I did my undergraduate thesis with a professor A in a foreign country X. It went well and he offered me a direct PhD in his department afterwards [1]. I was not too keen on accepting the offer due to a variety of reasons, and to avoid saying an unequivocal no (lest he feel bad), I ended up saying (untruthfully) that I could not join the PhD program as I did not want to settle in a foreign country. Having matured much more since then, I now realize in hindsight that this was perhaps not the best way to handle that situation. At the time, I instead asked him to recommend me for a different research job in my home country (I am currently at this position).

Presently, I am being considered for a research job in a foreign country Y, and it checks a lot of the boxes of the ideal job that I have in mind. It provides great opportunities for my future career as well. The recruiter for this new job has asked me to provide references. Professor A is a really good reference for this as the work that I did with him is similar to what I will be doing at this new job, and he was impressed by my work too.

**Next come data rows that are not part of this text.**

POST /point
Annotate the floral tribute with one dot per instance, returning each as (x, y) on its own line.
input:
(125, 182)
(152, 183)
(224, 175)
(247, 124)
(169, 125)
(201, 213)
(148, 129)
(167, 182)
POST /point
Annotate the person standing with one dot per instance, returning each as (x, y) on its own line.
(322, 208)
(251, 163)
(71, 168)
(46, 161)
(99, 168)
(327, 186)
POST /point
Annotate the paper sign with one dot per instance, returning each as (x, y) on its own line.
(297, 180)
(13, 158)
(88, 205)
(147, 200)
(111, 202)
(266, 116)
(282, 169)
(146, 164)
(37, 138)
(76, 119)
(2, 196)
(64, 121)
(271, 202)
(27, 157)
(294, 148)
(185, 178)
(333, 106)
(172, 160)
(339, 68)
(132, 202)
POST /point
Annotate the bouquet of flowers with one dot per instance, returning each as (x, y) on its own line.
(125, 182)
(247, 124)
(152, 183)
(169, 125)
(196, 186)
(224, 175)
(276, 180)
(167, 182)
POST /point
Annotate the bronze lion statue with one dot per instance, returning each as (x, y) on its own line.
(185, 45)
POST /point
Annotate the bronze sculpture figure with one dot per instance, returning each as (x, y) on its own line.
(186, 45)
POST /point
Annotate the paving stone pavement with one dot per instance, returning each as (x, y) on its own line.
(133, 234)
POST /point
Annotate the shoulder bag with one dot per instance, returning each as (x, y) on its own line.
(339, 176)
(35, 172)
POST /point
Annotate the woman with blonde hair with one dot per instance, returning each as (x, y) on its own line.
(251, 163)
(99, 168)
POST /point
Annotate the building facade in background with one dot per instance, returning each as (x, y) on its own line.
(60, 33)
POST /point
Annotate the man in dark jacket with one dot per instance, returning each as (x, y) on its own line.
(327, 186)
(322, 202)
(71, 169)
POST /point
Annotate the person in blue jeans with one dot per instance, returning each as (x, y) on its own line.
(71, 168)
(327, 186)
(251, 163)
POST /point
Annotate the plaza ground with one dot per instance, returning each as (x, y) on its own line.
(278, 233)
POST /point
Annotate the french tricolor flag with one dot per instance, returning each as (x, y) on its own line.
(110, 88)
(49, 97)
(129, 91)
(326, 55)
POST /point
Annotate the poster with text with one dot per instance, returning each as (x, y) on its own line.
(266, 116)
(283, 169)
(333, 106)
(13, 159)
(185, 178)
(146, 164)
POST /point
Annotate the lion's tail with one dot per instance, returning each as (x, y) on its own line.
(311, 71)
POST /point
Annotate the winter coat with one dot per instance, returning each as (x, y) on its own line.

The question is, would it be reasonable to ask professor A to recommend me for a job in a foreign country, when I had declined his offer to apply for his PhD program stating that I don't want to settle/work in a foreign country. If he were to ask me why I am applying to a foreign country, what could I possibly say to him as a reasonable explanation for this seemingly contradictory behavior? I have considered coming clean about it, but it seems that he would just be even more upset that I wasn't honest with him at the outset.

[1] Well, he not so much "offered" it as "suggested" it - he told me that they had a program to take PhD students directly after their bachelors if the students were deserving, and he said he liked my work and felt that I was deserving enough to clear the bar of this program to be selected.

  • 3
    Is this Professor a reasonable person?
    – user111388
    Aug 3, 2019 at 18:18

1 Answer 1


I don't see any issue at all. Just ask and be honest. What was true in the past may not be true now. You don't need to go into all of the reasons that you refused in the past, but changing your mind about going abroad is not an issue.

If s/he supported you in the past, they are probably a good person to support you now. Don't let this hesitation work against taking advantage of an opportunity.